The Cycle of Creativity
In order for someone, whether she's a kindergartner, sixth grader, high schooler, college student or a full-fledged adult, to get to know the world she lives in and be truly creative, she needs to hit six steps:

 

  • Imagine: Come up with an idea. Much like a hypothesis, some of the best ideas come from the desire to find a solution to a common problem.

  • Create: Build or construct something based on the idea.

  • Debug: Figure out what isn't working and think about how to do it differently, because chances are, whatever she creates isn't going to work the way she expected.

  • Share: Show it to others and seek their opinions. They might say, "This would be even better if it also had..." or "This looks great, but why did you do...?"

  • Reflect: Take in what others have said, think about her own experiences and plan some next steps.

  • Iterate: Do it over. Revise what she's done based on her reflections.

 

10 Tips to Instant Imagination
Encouraging creativity in your child might seem easy enough, but any parent who's ever asked how their kid's day at school went and got a blasé "Fiiine" knows it takes some finesse. Resnick might have a PhD, but his advice doesn't come from any book: It's all thanks to the real experts — the kids he learns from at Lifelong Kindergarten.

 

1. Just don't say no.
The quickest way to stop kids from being creative is to, well, stop them. "You should never inhibit them from doing their explorations because, a lot of times, it might seem silly, but it is serving a productive role." So, next time they're playing with their food, let 'em at it. When they put club soda in the mayonnaise, who knows what's going to happen?

2. Fire away.
Just letting them make a mess, however, won't necessarily lead to learning. This is where, Resnick says, parents and educators play a vital role by asking the right questions and plenty of them. Try questions such as "Why do you think that happened?" or "What do you think would change if you tried this?"

3. Give 'em what they want.
You wouldn't want to cross a river without a canoe and paddle, would you? You can't expect your kids to use their creative juices if they don't have the supplies they need. So fill the house with craft materials, gizmos and whatever else they might need to express themselves on a whim.

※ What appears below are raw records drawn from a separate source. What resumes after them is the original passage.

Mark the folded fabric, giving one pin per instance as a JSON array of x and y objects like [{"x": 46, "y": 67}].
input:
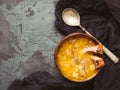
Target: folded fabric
[{"x": 101, "y": 19}]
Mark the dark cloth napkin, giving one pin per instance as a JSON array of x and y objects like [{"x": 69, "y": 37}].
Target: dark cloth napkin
[{"x": 102, "y": 19}]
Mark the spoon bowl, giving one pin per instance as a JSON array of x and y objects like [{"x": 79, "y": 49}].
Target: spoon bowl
[{"x": 71, "y": 17}]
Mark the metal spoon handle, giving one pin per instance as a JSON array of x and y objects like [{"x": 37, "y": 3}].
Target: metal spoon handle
[{"x": 111, "y": 55}]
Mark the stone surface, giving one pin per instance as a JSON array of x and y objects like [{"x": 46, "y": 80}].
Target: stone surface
[{"x": 27, "y": 39}]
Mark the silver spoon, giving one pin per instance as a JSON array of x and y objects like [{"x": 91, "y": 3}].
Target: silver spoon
[{"x": 72, "y": 18}]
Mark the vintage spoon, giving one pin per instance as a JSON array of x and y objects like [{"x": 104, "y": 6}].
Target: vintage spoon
[{"x": 72, "y": 18}]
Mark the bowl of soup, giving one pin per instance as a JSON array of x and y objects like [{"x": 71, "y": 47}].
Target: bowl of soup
[{"x": 78, "y": 57}]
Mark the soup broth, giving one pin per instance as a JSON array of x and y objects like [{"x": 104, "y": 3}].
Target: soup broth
[{"x": 72, "y": 62}]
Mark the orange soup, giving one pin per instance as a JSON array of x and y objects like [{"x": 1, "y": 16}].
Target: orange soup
[{"x": 73, "y": 63}]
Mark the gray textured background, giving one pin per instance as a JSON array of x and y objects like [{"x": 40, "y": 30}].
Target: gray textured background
[{"x": 27, "y": 39}]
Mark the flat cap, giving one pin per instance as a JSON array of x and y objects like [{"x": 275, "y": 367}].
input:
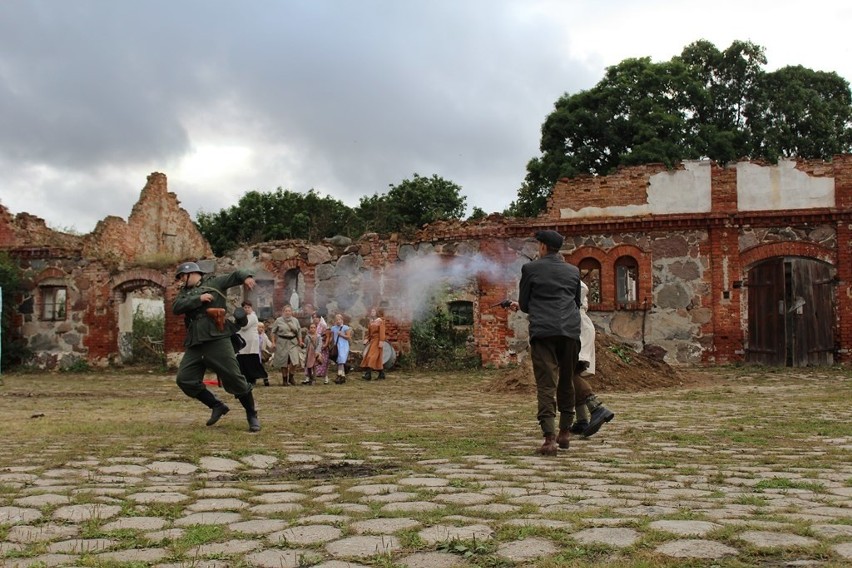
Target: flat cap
[{"x": 551, "y": 239}]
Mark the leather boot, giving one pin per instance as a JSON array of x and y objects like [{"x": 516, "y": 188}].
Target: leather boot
[
  {"x": 549, "y": 447},
  {"x": 600, "y": 416},
  {"x": 247, "y": 400},
  {"x": 217, "y": 407}
]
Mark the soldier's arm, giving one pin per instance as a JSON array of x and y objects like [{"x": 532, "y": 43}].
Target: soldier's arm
[{"x": 186, "y": 303}]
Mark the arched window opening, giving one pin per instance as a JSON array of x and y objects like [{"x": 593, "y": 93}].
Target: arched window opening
[
  {"x": 590, "y": 273},
  {"x": 626, "y": 281}
]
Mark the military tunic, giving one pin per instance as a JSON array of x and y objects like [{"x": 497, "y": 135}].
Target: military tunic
[{"x": 207, "y": 347}]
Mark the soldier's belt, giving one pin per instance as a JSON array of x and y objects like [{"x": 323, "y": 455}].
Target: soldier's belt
[{"x": 218, "y": 317}]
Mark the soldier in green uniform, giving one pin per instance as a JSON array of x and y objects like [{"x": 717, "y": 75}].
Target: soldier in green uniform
[{"x": 202, "y": 302}]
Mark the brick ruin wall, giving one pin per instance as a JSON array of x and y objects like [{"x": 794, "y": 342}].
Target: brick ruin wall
[{"x": 690, "y": 302}]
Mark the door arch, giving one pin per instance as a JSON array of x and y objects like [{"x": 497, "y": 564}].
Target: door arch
[{"x": 791, "y": 312}]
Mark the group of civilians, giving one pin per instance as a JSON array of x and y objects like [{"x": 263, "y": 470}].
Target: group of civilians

Also, provide them with access to varied opportunities so that they can discover what it is they are interested in. "Allow your child to develop his or her own interests, and don't be so quick to narrow them down," Resnick says. "But that's not to say that they shouldn't be joining in other activities." Taking part in experiences with others, such as parents, siblings, friends or classmates, can help. For instance, a child in a household where the parents love to read classic novels is more likely to grow up with the same interest.